Randall Glenn, Rice Charles M
Laboratory of Virology and Infectious Disease, Center for the Study of Hepatitis C, The Rockefeller University, 1230 York Avenue, Box 64, New York, NY 10021, USA.
Virus Res. 2004 Jun 1;102(1):19-25. doi: 10.1016/j.virusres.2004.01.011.
The emergence of RNA interference (RNAi) as a powerful tool for silencing gene expression has spurred considerable interest in its experimental and therapeutic potential. RNAi is a cellular process of gene silencing in which small duplexes of RNA specifically target a homologous sequence for cleavage by cellular ribonucleases. The introduction of 21-23 nucleotide RNA duplexes, termed small interfering RNAs (siRNAs), into mammalian cells can specifically degrade homologous mRNAs. RNAi efficiently silences the expression of both cellular and viral RNAs. A number of groups have demonstrated that siRNAs interfere with hepatitis C virus (HCV) gene expression and replication. Additionally, cellular genes are efficiently silenced in the presence of replicating HCV. These studies lay the foundation for using RNAi as an experimental tool for studying HCV replication and defining host genes that are significant for viral replication. The potential for RNAi as an antiviral therapy remains less clear, as it will face many of the challenges that have hindered nucleic acid therapies in the past.
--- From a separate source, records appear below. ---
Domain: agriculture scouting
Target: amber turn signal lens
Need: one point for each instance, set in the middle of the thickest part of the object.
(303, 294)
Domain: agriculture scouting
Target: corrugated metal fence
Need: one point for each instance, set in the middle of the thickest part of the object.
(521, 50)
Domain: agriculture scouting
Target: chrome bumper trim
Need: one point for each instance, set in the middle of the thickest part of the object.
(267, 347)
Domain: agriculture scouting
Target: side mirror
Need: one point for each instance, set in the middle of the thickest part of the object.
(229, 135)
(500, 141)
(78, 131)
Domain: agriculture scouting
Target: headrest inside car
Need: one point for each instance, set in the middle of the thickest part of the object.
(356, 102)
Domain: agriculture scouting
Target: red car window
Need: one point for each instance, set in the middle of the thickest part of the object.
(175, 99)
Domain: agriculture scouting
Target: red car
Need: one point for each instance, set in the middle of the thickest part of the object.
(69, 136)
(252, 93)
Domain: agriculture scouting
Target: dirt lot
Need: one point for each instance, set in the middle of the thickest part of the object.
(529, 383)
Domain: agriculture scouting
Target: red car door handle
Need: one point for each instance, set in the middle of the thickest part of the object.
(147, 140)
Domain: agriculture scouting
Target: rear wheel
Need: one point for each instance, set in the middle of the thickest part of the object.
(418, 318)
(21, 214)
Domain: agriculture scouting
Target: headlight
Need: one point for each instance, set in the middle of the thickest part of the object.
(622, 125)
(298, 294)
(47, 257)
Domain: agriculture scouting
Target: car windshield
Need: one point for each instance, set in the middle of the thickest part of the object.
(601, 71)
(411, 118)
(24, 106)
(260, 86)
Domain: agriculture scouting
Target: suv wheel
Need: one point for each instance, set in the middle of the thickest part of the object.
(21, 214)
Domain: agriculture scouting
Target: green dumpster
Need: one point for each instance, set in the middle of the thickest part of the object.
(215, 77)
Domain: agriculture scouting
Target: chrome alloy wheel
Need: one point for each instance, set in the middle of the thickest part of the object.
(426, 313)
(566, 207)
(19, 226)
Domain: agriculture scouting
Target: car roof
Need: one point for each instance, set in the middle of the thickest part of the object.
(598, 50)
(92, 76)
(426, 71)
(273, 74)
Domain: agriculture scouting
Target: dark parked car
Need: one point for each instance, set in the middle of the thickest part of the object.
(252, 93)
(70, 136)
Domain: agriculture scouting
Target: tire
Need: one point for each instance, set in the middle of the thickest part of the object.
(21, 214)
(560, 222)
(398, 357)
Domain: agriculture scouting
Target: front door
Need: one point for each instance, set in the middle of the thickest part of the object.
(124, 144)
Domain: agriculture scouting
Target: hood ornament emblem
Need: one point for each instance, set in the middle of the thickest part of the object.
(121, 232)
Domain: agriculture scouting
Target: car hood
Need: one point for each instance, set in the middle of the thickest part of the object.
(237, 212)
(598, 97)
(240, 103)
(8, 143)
RNA干扰(RNAi)作为一种强大的基因表达沉默工具的出现,激发了人们对其实验和治疗潜力的浓厚兴趣。RNAi是一种细胞基因沉默过程,其中RNA小双链体特异性靶向同源序列,由细胞核糖核酸酶进行切割。将21 - 23个核苷酸的RNA双链体,即小干扰RNA(siRNA)导入哺乳动物细胞,可以特异性降解同源mRNA。RNAi能有效沉默细胞RNA和病毒RNA的表达。许多研究小组已证明,siRNA可干扰丙型肝炎病毒(HCV)的基因表达和复制。此外,在复制的HCV存在的情况下,细胞基因也能被有效沉默。这些研究为将RNAi用作研究HCV复制以及确定对病毒复制至关重要的宿主基因的实验工具奠定了基础。RNAi作为一种抗病毒疗法的潜力仍不太明确,因为它将面临过去阻碍核酸疗法的许多挑战。